El traspaso incluyó el envío del escolta Ricky Meléndez y su contrato pago a los Piratas, así como el segundo turno del sorteo de nuevo ingreso y consideraciones monetarias.

“Quizás algunos pensaban que los Capitanes se habían dormido, pero realmente lo que hicimos fue liberar dinero de nómina para empezar a hacer movidas como esta”, dijo Luis Monrouzeau, apoderado de los Capitanes de Arecibo, quien también firmó al escolta Carlos Escalera como agente libre.

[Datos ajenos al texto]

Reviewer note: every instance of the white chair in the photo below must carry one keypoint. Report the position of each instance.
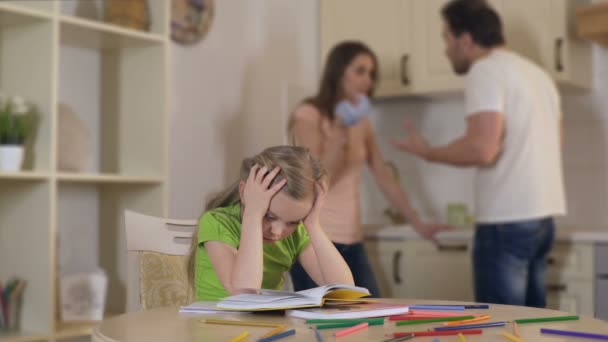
(158, 251)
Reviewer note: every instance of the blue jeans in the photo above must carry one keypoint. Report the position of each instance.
(509, 262)
(357, 261)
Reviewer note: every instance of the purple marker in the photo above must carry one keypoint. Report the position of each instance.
(573, 334)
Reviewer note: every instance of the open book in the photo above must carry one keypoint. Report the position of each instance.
(281, 300)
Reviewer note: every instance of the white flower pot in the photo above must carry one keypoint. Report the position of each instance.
(11, 158)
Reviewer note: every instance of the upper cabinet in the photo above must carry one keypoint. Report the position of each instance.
(406, 36)
(382, 26)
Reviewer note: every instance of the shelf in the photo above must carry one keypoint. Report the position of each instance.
(98, 35)
(77, 329)
(11, 15)
(21, 337)
(107, 178)
(592, 22)
(24, 175)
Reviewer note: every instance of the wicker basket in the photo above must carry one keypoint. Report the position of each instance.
(128, 13)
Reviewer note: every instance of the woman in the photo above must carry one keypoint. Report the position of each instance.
(332, 124)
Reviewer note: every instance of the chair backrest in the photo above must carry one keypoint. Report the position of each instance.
(158, 251)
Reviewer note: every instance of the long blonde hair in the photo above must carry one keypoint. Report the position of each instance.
(298, 167)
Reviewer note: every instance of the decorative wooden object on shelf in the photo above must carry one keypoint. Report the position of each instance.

Según el dirigente David Rosario, dichas movidas fortalecen significativamente al subcampeón del BSN en su temporada de “reconquista”.

“Peter es un sistema ofensivo por sí solo y nos da un arma en la pintura que carecíamos. Es un anotador y rebotero probado. En el caso de Escalera, se unirá a su hermano Guillermo Díaz y será una pieza útil viniendo del banco”, dijo Rosario.

Por su parte, el apoderado de los Piratas, Félix “Felo” Rivera, dijo que la movida alivia finacieramente a la franquicia y le brinda flexibilidad para hacer otras movidas, aparte de tener el segundo turno del sorteo.

“Iremos tras Renaldo Balkman, (Ángel) ‘Piwi’ García o Mike Rosario en el sorteo”, dijo Rivera.